Archives

A Comparison of Landau-Ginzburg Models for Odd Dimensional Quadrics
by Clelia Pech   Konstanze Rietsch

Vol. 13 No. 3 (2018) P.249~P.291
 DOI: https://doi.org/10.21915/BIMAS.2018301 10.21915/BIMAS.2018301

ABSTRACT

In [25], the second author defined a Landau-Ginzburg model for homogeneous spaces $G/P$. In this paper, we reformulate this LG model in the case of the odd-dimensional quadric $X=Q_{2m-1}$. Namely we introduce a regular function $\mathcal{W}_{\mathrm{can}}$ on a variety $\check{X}_{\mathrm{can}}\times\mathbb{C}^*$, where $\check{X}_{\mathrm{can}}$ is the complement of a particular anticanonical divisor in the projective space $\mathbb{C}\mathbb{P}^{2m-1}=\mathbb{P}(H^*(X,\mathbb{C})^*)$. Firstly we prove that the Jacobi ring associated to $\mathcal{W}_{\mathrm{can}}$ is isomorphic to the quantum cohomology ring of the quadric, and that this isomorphism is compatible with the identification of homogeneous coordinates on $\check{X}_{\mathrm{can}}\subset \mathbb{C}\mathbb{P}^{2m-1}$ with elements of $H^*(X,\mathbb{C})$. Secondly we find a very natural Laurent polynomial formula for $\mathcal{W}_{\mathrm{can}}$ by restricting it to a 'Lusztig torus' in $\check{X}_{\mathrm{can}}$. Thirdly we show that the Dubrovin connection on $H^*(X,\mathbb{C}[q])$ embeds into the Gauss-Manin system associated to $\mathcal{W}_{\mathrm{can}}$ and deduce a flat section formula in terms of oscillating integrals.

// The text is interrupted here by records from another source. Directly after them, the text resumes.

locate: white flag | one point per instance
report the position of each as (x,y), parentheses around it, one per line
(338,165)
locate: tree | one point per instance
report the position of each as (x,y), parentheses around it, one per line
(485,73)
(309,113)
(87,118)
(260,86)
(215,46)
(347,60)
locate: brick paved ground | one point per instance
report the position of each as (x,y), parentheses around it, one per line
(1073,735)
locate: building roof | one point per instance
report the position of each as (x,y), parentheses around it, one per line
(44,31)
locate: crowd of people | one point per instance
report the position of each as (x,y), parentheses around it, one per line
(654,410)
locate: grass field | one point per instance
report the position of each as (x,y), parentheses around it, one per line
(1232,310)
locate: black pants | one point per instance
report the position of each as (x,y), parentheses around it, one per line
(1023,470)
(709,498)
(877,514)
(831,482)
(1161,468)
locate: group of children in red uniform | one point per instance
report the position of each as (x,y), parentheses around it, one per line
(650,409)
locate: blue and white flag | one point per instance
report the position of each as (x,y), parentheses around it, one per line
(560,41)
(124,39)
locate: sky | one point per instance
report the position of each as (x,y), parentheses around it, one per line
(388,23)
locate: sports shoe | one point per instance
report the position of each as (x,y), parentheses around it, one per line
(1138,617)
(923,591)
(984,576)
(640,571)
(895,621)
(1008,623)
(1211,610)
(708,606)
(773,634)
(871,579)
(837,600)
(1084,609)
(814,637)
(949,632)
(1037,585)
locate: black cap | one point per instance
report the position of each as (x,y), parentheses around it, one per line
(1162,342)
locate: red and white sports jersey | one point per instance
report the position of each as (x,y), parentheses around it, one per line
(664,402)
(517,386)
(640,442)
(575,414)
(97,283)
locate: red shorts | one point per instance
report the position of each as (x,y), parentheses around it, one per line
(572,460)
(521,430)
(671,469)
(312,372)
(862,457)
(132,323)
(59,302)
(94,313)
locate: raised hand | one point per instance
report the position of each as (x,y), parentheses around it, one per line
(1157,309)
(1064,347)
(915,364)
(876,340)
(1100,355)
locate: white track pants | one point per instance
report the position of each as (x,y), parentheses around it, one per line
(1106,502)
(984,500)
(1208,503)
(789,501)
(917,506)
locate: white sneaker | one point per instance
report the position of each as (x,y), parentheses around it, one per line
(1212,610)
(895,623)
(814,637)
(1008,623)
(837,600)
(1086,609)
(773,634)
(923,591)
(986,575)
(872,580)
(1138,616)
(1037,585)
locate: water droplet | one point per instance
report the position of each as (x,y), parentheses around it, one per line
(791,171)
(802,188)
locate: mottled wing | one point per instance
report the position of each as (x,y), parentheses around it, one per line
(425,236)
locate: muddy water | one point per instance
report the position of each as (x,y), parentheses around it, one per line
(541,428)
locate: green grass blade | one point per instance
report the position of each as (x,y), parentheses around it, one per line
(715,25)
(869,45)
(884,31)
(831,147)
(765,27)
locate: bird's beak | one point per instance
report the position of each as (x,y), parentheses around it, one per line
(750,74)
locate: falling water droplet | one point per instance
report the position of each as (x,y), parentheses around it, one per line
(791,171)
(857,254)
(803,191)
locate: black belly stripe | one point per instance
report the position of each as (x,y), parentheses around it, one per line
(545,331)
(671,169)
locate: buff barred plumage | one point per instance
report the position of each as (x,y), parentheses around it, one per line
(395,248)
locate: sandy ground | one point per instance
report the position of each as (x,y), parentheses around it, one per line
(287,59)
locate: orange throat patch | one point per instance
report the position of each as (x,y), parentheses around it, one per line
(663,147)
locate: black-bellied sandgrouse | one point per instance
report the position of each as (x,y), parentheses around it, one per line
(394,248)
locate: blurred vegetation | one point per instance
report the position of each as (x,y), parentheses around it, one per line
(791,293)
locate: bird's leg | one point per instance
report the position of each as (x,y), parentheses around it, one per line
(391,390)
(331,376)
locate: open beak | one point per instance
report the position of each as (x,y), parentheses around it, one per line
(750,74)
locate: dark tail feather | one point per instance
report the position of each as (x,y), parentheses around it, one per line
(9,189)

Finally, we compare $(\check{X}_{\mathrm{can}},\mathcal{W}_{\mathrm{can}})$ with previous Landau-Ginzburg models defined for odd quadrics. Namely, we prove that it is a partial compactification of Givental's original LG model [10]. We show that our LG model is isomorphic to the Lie-theoretic LG model from [25]. Moreover it is birationally equivalent to an LG model introduced by Gorbounov and Smirnov [13], and it is algebraically isomorphic to Gorbounov and Smirnov's mirror for $Q_3$, implying a tameness property in that case.

KEYWORDS
Mirror Symmetry, quadrics, Lie theory, Gromov-Witten theory, quantum cohomology, Landau-Ginzburg model, Gauss-Manin system.

MATHEMATICAL SUBJECT CLASSIFICATION 2010
Primary: 14N35, 14M17, 14J33, 57T15.

MILESTONES

Revised : 2017-03-27
Accepted: 2017-10-22